When Does Sleep Constitute a Valid Excuse for Missing Prayer?

The brother asks: when is sleep a valid excuse for missing prayer? This can be divided into categories.

The first category: one who slept at the usual hour without excessive late-night staying up, then slept after putting in place the means and precautions for waking up, but did not wake up — this person is excused. Because he was not negligent. He did not commit anything forbidden in staying up, and he had set something to wake him but did not wake. And this falls under the general meaning of the Prophet's ﷺ saying: "Whoever [sleeps through] a prayer or forgets it, let him pray it when he remembers it." And this falls under the narration — the lifting of the pen from him — the hadith of Aisha narrating from 'Ali as a mawquf report, and it is the soundest thing in this chapter.

The second category: staying up late and deliberately staying up without need, then just before Fajr, he sleeps. Such a person usually does not wake up, if there is no one to wake him. Such a person has been negligent in his sleep. Because staying up late is conducive to missing the congregational prayer in the masjid, and because this staying up led him to committing something forbidden — and anything that leads to the forbidden is itself forbidden.

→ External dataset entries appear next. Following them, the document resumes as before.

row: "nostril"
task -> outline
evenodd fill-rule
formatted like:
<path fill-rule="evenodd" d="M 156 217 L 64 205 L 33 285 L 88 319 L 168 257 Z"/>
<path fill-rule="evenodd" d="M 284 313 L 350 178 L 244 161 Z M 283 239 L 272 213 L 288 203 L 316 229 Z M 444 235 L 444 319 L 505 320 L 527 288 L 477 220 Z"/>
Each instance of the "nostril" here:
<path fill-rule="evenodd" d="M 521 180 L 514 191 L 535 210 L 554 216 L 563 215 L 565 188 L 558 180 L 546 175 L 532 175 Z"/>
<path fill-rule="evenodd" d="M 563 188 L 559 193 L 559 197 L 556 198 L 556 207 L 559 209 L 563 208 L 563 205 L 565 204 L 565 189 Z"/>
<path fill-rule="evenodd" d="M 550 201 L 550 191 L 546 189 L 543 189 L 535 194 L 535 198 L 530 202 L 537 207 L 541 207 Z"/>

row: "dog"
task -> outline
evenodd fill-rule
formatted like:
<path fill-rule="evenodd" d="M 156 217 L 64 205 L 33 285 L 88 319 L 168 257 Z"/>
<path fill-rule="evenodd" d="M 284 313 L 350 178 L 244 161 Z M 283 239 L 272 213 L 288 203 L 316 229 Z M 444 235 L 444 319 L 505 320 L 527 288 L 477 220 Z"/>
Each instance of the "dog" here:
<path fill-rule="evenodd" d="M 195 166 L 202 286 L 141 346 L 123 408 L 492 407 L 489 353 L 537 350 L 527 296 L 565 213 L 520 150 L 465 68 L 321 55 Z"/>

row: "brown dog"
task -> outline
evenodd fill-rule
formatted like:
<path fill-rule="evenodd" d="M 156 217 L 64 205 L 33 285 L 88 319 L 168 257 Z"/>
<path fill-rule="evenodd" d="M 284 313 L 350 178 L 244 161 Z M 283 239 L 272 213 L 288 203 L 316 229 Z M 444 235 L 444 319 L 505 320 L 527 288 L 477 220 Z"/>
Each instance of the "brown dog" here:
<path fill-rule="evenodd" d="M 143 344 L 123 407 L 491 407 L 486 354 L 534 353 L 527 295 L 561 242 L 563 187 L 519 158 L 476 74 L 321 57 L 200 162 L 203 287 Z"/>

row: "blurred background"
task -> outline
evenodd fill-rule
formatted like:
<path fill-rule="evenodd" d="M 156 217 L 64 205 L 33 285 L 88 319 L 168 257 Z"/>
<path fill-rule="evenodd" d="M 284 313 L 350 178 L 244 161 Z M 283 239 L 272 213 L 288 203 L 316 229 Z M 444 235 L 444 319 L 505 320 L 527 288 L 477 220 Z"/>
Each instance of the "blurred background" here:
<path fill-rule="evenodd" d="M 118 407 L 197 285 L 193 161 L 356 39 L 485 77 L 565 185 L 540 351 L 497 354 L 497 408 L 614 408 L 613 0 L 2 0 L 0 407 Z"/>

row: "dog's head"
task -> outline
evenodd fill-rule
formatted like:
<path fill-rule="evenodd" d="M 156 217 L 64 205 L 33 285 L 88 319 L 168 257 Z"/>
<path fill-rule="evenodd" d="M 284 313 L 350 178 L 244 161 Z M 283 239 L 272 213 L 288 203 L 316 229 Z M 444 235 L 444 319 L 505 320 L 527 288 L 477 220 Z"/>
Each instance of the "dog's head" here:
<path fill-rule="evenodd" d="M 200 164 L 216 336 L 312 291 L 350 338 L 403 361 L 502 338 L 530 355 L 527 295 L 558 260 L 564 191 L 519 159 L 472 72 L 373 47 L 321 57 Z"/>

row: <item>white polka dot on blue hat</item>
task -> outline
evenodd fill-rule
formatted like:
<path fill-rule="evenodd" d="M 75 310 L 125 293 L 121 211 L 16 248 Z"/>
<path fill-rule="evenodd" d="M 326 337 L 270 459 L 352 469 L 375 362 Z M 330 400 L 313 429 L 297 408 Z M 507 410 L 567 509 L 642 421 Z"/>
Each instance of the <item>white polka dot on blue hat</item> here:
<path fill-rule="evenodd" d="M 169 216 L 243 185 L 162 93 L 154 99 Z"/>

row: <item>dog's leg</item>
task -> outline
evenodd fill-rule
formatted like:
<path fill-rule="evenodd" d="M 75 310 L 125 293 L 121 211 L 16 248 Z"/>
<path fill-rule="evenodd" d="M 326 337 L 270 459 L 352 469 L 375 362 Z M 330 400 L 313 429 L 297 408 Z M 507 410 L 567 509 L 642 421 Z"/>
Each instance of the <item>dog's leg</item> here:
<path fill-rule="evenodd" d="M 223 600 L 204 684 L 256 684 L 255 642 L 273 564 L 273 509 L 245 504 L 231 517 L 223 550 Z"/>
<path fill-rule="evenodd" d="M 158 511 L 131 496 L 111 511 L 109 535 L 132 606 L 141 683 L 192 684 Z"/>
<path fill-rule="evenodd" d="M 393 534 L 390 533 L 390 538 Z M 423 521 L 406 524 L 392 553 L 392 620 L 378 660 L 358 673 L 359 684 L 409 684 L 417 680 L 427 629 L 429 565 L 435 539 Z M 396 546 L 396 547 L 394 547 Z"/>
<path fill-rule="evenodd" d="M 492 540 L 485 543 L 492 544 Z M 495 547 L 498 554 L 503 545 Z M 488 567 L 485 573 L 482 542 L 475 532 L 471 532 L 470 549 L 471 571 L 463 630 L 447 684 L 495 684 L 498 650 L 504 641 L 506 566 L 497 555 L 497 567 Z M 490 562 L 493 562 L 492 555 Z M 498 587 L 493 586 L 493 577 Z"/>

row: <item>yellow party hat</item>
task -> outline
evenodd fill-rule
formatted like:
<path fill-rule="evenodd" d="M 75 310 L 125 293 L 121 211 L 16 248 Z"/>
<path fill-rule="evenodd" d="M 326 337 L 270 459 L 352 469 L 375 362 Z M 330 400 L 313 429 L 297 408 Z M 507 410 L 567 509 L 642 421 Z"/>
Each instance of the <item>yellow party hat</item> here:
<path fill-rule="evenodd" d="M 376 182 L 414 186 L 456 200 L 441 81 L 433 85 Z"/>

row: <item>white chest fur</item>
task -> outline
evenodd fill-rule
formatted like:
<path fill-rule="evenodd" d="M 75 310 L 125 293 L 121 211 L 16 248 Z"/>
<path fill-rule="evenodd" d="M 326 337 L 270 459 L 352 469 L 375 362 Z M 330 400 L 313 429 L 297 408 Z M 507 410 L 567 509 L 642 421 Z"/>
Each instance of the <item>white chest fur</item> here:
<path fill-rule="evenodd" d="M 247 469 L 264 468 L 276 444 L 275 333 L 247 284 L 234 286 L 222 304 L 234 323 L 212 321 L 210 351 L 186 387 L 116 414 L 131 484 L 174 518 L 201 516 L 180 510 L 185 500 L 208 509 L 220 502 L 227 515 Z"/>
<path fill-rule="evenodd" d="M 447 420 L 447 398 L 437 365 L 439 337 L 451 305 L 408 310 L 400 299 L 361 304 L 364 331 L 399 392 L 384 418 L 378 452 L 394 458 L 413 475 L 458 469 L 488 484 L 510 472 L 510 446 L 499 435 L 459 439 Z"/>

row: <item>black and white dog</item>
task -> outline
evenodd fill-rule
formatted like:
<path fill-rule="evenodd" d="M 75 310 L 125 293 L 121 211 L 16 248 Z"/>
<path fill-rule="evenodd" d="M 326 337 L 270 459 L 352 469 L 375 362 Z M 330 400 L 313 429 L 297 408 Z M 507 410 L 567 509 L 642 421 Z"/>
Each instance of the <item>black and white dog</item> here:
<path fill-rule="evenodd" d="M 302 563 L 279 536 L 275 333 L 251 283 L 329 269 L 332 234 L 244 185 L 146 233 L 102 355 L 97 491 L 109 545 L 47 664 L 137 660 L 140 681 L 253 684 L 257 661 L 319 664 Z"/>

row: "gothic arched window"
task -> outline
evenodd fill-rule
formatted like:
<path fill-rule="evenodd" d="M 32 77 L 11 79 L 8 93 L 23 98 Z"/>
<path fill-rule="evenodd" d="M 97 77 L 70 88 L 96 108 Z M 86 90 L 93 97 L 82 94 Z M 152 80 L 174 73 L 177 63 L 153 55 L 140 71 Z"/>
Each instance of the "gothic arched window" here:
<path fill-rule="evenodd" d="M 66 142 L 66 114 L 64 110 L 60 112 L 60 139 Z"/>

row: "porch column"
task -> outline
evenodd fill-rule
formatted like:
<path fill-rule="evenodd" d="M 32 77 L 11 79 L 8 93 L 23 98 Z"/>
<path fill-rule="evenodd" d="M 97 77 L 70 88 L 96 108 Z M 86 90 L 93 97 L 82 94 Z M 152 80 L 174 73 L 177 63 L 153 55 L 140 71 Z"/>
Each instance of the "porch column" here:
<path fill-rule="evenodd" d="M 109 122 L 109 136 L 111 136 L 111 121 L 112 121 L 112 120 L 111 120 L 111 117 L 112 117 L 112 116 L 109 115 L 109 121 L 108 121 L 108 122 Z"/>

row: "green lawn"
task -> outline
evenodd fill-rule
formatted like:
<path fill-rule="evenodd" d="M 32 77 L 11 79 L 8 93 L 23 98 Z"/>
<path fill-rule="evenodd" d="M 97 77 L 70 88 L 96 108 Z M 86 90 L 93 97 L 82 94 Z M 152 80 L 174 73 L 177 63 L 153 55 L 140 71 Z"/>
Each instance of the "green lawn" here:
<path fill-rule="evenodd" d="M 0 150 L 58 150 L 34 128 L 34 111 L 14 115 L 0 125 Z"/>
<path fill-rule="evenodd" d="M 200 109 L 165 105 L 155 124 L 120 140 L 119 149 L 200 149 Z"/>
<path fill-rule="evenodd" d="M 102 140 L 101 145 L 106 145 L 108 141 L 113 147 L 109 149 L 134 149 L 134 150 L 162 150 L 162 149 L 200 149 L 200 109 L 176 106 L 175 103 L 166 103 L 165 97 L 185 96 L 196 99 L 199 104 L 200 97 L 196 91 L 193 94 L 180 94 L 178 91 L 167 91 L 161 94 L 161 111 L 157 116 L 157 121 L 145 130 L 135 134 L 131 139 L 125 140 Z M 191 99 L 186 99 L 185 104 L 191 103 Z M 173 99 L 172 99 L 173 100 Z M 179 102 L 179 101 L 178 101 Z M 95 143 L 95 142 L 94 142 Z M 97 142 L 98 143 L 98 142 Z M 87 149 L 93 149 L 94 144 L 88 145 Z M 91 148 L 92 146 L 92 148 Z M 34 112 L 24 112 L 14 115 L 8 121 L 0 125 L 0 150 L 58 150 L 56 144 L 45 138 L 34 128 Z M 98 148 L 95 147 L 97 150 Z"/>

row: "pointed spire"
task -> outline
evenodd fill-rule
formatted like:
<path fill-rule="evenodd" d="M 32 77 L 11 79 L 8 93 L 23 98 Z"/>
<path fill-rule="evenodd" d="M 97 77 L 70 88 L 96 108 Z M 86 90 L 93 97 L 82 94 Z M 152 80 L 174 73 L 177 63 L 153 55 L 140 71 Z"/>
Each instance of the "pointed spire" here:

The third case: that he goes to sleep early and takes the appropriate precautionary steps, but then wakes up for prayer, is negligent, and goes back to sleep — saying "I'll get up now" — then sleeps again after having been roused and his reason returned to him, but he keeps going back and forth, sleeping again, saying "I'll wake up now," and so on, procrastinating. Such a person has no excuse, because he did wake up and the obligation to respond to Allah's call was upon him. He has no excuse in this type because he woke up and understood the intended meaning and knew what was required, so the obligation of rising for prayer was upon him. Such a person is not excused by his sleep.